The strategy is the same for Russia and China in this aspect. The first problematic element for the integrity of the state is the capture of the elites, and therefore the networks. One of the strategies of these two countries is to turn themselves, for example, into providers of golden pensions for our senior leaders and officials. This compromises the integrity of the decision-making process. When you are at the top of a state and you have to make a decision, if you have the retirement prospect of being paid by Huawei, you will not make decisions that are hostile to Huawei or to Chinese interests as a whole.

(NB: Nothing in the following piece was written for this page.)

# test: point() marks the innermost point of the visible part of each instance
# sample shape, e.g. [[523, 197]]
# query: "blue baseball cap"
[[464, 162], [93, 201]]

We have really pushed for legislation against the phenomenon of revolving doors or collusion, in other words, with authoritarian regimes hostile to our principles and interests. This assumes one very simple thing: a Canadian company is not the equivalent of a company in the Chinese communist system. Yet, on paper, they are both private companies. The only problem is that when a Chinese private enterprise reaches a certain size, it is no longer private, in reality. It is dependent on the Communist Party, it has to be subject to the National Intelligence Law and it has to have a representative of the Communist Party on its board of directors. So in fact, they are no longer private actors; they are actors in a hostile state system.

The second element that concerns the integrity of the state is the question of institutional ties. We have realized the extent to which institutional co‑operations, including decentralized ones, enable espionage. There are many other situations of the same type. That said, the problem is even more acute for the Australians, for example, than for the Europeans.